- Theatrical poster
- Original language: English
- Written by: D.M.W. Greer
- Characters: Lieutenant Daniel Lynch Lieutenant Matthew Blackwood Lieutenant William Stephensen Charlie "Boner" Trumbo Special Agent John Cokely Admiral Lynch
- Genre: Drama
- Setting: United States, 1992

Premiere
- Date: 13 March 1995
- Place: The King's Head Theatre, London

= Burning Blue =

1995 play by D.M.W. Greer

Burning Blue is a 1995 American play written by D.M.W. Greer (born August 23, 1957), based on his experiences as a U.S. Navy aviator. Playwright Greer wrote about a U.S. Navy accident investigation which became a gay witch hunt during the "Don't Ask, Don't Tell" era.

==Background==
In 1992, Greer wrote his first play, Burning Blue, based on his knowledge of events surrounding the treatment of gay servicemen in the U.S. Navy, which premiered at The King's Head Theatre on London’s fringe in 1995. The play opened to great critical acclaim. West End producer Robert Fox took it to The Theatre Royal, Haymarket, where the play received Evening Standard nominations and won two Olivier Awards: for John Napier's set design and David Hersey's sound design. The play opened in Cape Town and then Johannesburg in 1996.
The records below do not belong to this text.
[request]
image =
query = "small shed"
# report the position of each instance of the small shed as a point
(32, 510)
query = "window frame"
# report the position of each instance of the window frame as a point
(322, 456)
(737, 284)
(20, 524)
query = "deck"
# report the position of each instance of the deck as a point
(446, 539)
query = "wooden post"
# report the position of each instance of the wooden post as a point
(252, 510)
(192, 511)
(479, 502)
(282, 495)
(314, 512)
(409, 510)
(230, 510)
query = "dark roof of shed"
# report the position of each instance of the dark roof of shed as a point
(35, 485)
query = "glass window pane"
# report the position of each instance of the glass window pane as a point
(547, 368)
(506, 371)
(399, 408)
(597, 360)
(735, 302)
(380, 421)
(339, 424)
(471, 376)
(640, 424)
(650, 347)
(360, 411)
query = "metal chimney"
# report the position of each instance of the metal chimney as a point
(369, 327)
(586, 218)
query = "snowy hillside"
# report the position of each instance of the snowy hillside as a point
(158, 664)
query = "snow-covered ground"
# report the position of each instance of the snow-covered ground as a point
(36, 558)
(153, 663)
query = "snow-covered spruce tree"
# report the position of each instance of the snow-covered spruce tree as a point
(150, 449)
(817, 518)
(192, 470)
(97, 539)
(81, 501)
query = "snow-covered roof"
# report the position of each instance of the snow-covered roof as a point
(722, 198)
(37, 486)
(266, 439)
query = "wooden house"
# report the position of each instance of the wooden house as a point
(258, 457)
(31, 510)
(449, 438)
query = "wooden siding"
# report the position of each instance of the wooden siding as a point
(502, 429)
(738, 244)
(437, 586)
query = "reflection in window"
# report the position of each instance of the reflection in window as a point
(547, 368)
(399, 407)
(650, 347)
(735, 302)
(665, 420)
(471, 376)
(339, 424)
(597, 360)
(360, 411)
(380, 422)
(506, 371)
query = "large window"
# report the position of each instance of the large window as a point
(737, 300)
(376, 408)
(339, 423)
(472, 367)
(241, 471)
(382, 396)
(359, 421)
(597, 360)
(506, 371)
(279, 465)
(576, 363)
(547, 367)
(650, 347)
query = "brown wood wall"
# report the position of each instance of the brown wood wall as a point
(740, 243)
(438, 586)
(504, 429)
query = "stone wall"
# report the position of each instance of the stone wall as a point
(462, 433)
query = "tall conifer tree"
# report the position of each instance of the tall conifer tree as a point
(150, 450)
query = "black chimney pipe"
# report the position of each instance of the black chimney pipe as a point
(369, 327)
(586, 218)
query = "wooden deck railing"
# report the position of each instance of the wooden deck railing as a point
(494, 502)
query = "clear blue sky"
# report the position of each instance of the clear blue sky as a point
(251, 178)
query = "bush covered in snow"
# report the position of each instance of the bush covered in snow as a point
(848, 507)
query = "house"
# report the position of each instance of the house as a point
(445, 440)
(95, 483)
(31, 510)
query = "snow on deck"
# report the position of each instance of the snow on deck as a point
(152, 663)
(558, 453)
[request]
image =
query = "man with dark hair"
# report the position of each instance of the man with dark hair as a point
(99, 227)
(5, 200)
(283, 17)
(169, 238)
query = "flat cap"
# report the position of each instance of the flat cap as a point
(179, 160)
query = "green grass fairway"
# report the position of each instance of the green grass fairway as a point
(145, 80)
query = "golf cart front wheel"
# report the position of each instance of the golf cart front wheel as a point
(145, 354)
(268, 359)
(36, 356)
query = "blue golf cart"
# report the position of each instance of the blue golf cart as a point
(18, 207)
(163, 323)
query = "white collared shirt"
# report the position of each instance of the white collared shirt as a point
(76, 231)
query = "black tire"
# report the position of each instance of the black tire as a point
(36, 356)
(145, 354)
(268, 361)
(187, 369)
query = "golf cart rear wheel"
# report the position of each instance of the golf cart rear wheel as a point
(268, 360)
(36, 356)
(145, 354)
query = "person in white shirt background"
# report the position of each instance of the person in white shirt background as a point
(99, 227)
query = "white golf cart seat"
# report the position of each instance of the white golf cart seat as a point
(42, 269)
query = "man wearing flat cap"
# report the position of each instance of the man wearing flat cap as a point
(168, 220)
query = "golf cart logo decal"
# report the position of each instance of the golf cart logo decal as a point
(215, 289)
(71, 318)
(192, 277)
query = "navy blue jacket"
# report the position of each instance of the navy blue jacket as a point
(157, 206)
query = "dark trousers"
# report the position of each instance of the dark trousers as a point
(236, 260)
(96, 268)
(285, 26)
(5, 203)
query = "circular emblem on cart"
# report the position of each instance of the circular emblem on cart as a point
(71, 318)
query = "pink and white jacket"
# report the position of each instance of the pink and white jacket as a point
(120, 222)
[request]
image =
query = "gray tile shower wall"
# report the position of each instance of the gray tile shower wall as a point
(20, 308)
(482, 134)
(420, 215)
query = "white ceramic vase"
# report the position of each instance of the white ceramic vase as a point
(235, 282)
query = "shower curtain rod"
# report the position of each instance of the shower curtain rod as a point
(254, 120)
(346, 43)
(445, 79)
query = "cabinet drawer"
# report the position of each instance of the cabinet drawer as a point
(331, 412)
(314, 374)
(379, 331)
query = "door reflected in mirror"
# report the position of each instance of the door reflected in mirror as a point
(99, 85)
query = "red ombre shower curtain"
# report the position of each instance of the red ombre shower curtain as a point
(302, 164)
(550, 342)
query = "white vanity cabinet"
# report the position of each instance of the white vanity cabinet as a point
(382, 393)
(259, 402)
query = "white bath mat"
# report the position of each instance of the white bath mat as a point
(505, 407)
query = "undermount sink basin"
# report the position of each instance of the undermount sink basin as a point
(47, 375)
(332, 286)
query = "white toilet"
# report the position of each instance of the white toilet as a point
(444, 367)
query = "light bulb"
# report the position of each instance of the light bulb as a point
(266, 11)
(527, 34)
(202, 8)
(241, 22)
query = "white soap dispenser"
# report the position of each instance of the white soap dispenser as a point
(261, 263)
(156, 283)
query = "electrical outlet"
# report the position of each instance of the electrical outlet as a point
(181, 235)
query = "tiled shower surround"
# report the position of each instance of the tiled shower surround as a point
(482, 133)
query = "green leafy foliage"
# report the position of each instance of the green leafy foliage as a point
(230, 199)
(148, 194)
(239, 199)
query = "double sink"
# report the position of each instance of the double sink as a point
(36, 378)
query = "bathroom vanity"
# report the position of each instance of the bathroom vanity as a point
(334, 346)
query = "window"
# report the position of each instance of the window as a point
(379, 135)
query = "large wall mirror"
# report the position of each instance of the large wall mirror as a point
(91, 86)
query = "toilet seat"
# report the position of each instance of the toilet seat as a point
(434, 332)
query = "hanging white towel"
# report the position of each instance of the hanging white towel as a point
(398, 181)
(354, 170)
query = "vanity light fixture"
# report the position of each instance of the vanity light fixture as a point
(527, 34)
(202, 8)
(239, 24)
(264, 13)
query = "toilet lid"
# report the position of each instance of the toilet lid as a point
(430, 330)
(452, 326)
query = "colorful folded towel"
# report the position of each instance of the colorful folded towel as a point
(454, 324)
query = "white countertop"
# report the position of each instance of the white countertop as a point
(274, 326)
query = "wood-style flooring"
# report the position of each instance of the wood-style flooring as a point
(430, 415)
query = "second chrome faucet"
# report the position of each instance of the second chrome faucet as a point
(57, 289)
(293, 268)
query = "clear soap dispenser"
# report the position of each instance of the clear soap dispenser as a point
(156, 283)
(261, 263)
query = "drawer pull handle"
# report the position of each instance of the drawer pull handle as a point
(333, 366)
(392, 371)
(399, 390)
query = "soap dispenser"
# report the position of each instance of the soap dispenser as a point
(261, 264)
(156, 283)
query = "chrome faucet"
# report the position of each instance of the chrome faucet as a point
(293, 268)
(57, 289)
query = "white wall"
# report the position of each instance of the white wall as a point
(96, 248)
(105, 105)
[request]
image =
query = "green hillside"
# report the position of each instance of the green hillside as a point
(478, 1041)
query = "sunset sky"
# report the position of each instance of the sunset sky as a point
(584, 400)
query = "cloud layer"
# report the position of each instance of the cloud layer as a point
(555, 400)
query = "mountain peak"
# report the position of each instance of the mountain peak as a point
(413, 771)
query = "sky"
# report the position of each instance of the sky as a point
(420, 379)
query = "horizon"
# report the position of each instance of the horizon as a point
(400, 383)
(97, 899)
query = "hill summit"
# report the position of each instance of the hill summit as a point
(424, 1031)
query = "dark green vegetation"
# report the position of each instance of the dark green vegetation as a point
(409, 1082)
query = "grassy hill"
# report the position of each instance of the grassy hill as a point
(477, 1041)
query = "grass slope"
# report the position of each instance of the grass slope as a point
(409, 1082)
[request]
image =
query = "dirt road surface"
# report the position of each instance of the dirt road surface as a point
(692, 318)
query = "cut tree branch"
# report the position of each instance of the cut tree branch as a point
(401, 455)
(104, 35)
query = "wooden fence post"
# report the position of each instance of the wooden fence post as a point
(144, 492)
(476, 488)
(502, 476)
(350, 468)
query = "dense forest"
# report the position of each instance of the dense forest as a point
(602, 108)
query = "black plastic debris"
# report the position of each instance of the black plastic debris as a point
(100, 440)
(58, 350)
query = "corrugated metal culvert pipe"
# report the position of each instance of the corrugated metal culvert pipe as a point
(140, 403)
Burning Blue then opened in Tel Aviv’s Beit Lessin Theatre, where it also won critical praise and played to full houses for 18 months. In 1998, John Hickok returned to direct the American premiere in Los Angeles at the Court Theatre, where it was an instant hit with the Los Angeles Times. Kevin Otto (from the South Africa production) reprised his role as Lieutenant Dan Lynch, and Martin McDougall – who originated the role of Lieutenant JG Charlie Trumbo in London – returned to play the role again. They were joined by Tim DeKay in the role of Lieutenant Will Stephensen, originally played by Irish actor and director Ian FitzGibbon in London. Productions followed in San Francisco later that year and finally in New York in 2002.

The film adaptation, starring Trent Ford and Rob Mayes and directed by Greer, began production in 2010. Released in 2014 as a feature film, it met with mixed critical reviews.

==Plot==
Best friends Lieutenants Daniel Lynch and Will Stephensen are U.S. Navy fighter pilots flying the McDonnell Douglas F/A-18 Hornet, hoping to become the youngest pilots to be accepted into the space program. After two accidents, one of which is due to Will's failing eyesight, their unit is subject to an NCIS investigation led by John Cokely.

At the same time, a third pilot, Matt Blackwood, arrives on the carrier and quickly develops a close friendship with Dan, driving a wedge between Dan and Will. Cokely's investigation leads to him uncovering rumours about Dan and Matt's relationship just as they both begin to fall in love. When Matt decides to leave his wife and move in with Dan, there is a third accident and Cokely's investigation ramps up the pressure on Dan.

== Reception ==

Burning Blue received a range of responses from critics. Early productions in the United Kingdom and South Africa were largely well received. The play's London premiere at the King's Head Theatre in 1995 led to transfers to the Theatre Royal Haymarket and the Ambassadors Theatre. The West End production won two Olivier Awards for John Napier's set design and David Hersey's lighting design.

The South African productions in Cape Town and Johannesburg in 1996 were also positively reviewed, and the Tel Aviv staging at Beit Lessin Theatre enjoyed an 18-month run.

In the United States, reception was more mixed. The 1998 Los Angeles premiere at the Court Theatre was described as an "instant hit" by the Los Angeles Times.

However, some critics found the writing heavy-handed. Don Shewey, reviewing the play for The Advocate, wrote that it took "a Reefer Madness approach to homosexuality." Similarly, Dan Bacalzo of TheaterMania argued that the play "overstates its case without ever achieving the emotional depth that the topic merits."

A review on CurtainUp described the play as "eminently watchable" and praised its thriller-like structure, while also noting underdeveloped thematic strands and uneven pacing.

Although opinions varied, the play was frequently noted for its attempt to highlight the emotional toll of the U.S. military's “Don’t Ask, Don’t Tell” policy and the institutional challenges faced by LGBTQ service members.